Afterimage
How to build afterimage
While 2 dots make one lap around a circle, the tail splits into flip-book frames in the fast stretch, melts into one band in the slow stretch, and vanishes the moment they stop. Each layer of the tail is the dot's own past — the same rotation replayed a fixed beat later per copy. One rotation drives it all, and whether the tail splits or melts follows the rotation's speed — fast and the echoes pull apart, slow and they fuse. One rotation and 9 copies, written out as short functions and unpacked.
- Published
- June 11, 2026
- Topics
- Echo · Time Shift · Easing · SVG
Set up one rotation and 9 copies
- dot radius
dotRadius— 2 of them, on exactly opposite sides of the center, rest angles listed inrestAngles - orbit radius
orbitRadius - 2 rotation keys — the rest angle at the start, exactly one full lap by frame
sweepFrames, one easing curve - frames
sweepFramestoloopFrames: rest, no rotation keys there copiescopies — 9 in the demo above, each onedelayFramesfurther into the past, eachfadePerCopy× the opacity
That's every part. Assembly is one function: pass a frame number, get back the list of circles to draw — compute 1 rotation, and let the copies read it shifted into the past.
// Only one thing moves: a single rotation. Everything else re-reads it.
// Bare lowercase names (copies, delayFrames) are numbers you pick for your own canvas —
// what this article wants you to take home is the shape, not any value.
const ease = cubicBezier(...easeHandles); // same standard as CSS cubic-bezier() — pacing from numbers you like
const rad = (deg) => (deg / 360) * 2 * Math.PI; // degrees to radians
// placement numbers are yours too — orbit center (center), orbit radius (orbitRadius), dot radius (dotRadius).

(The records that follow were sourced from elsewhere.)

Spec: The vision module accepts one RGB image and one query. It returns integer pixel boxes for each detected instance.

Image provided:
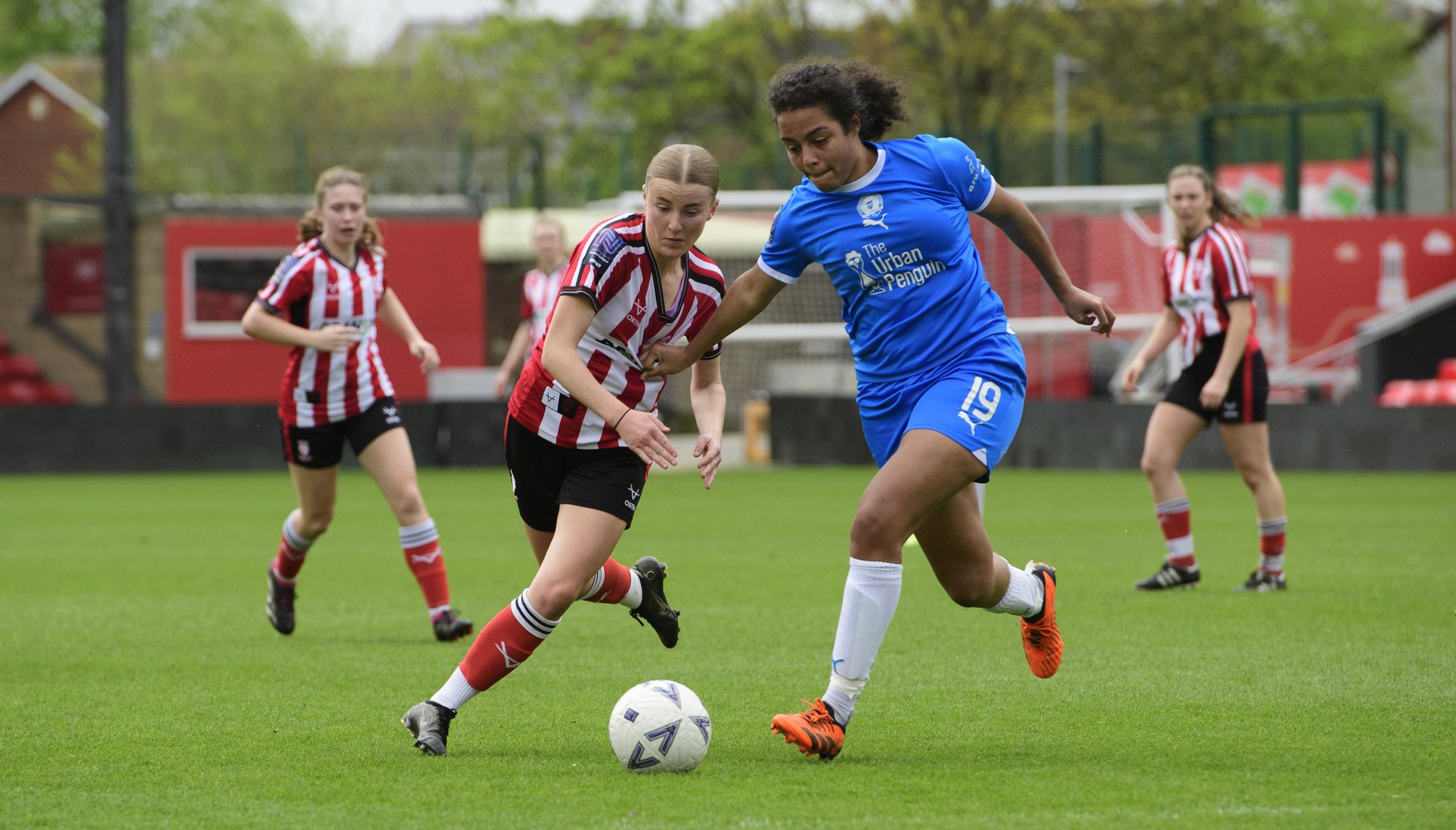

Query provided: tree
[0,0,102,74]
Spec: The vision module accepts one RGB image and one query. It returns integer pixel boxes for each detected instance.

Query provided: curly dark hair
[765,58,905,142]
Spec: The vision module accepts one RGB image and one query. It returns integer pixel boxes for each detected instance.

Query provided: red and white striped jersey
[521,262,566,344]
[509,213,723,450]
[257,239,395,427]
[1164,221,1260,367]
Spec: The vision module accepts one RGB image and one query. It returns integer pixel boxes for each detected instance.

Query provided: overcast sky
[287,0,719,58]
[277,0,879,58]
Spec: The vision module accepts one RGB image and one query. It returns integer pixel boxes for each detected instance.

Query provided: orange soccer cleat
[1021,562,1061,677]
[773,698,844,760]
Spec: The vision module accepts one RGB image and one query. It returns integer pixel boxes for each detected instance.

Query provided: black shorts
[1164,335,1270,424]
[505,418,647,533]
[282,398,405,470]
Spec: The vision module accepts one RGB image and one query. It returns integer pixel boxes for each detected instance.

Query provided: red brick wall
[0,83,102,193]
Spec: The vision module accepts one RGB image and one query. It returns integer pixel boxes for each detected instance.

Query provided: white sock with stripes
[986,556,1047,617]
[824,559,904,727]
[430,666,481,709]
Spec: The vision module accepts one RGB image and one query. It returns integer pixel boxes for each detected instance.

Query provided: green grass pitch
[0,467,1456,829]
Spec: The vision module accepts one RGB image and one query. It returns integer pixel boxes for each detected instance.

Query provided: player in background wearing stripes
[243,167,473,642]
[402,144,725,756]
[647,61,1114,760]
[1122,164,1286,591]
[495,217,566,398]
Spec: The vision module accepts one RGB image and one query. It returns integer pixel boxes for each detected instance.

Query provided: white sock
[617,568,642,609]
[986,556,1047,617]
[824,559,904,727]
[430,666,481,709]
[577,565,607,600]
[282,510,317,550]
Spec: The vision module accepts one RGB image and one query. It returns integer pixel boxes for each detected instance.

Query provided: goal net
[678,185,1172,430]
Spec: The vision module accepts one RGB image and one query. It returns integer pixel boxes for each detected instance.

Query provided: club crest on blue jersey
[858,193,890,230]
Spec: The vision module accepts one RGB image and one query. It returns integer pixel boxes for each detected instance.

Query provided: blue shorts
[855,334,1026,482]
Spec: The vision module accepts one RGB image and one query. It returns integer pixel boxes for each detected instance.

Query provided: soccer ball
[607,680,713,772]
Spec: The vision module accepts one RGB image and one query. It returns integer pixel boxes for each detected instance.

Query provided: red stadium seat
[1376,380,1415,406]
[0,354,41,380]
[1411,380,1440,406]
[36,383,75,406]
[1431,380,1456,406]
[0,380,41,406]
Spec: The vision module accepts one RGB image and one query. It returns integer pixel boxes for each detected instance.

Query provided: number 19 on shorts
[957,376,1000,435]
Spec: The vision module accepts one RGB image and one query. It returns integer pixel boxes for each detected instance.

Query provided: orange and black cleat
[773,698,844,760]
[1021,562,1061,677]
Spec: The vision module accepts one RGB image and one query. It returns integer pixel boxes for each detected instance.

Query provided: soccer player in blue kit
[642,61,1114,760]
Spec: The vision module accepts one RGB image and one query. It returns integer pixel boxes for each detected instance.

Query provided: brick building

// restAngles lists the rest angles of the 2 dots on opposite sides
// frame number in, list of circles out (loops every loopFrames frames)
function dotsAt(frame) {
return restAngles.flatMap((rest) =>
Array.from({ length: copies + 1 }, (_, copy) => { // 0 = lead, then the copies
const past = frame - copy * delayFrames; // each copy reads slightly into the past
const t = Math.min(Math.max(past / sweepFrames, 0), 1); // progress, clamped to 0–1
return {
angle: rest + 360 * ease(t), // one full lap
opacity: fadePerCopy ** copy, // fadePerCopy× thinner per copy
};
})
);
}ease holds the entire face of this motion. It is exactly the math of CSS cubic-bezier(), and the 4 numbers you put in easeHandles go straight into npm's bezier-easing.
The curve's shape: a deep slow start, a speed peak near the middle of the sweep, then a long soft landing. Change the 4 numbers and only the pacing changes — the tail logic stays.
To put it on screen, turn each angle into a point on the orbit — center center for both x and y, radius orbitRadius: x = center + orbitRadius * Math.cos(rad(angle)), y = center + orbitRadius * Math.sin(rad(angle)). Both are numbers you pick for your own canvas, and rad() is the one-liner that converts degrees to radians.
Then drive it with requestAnimationFrame: multiply the elapsed seconds by your frames-per-second and take the remainder against loopFrames for the frame number — a loop built the same way as the demo above. SVG circle or canvas, either works.
The best part of this build: rotation doesn't have to be the star. Swap the angle line for a horizontal slide or a scale pulse, and the structure — stacked copies each reading slightly into the past — keeps working. Any looping motion grows a tail by the same logic.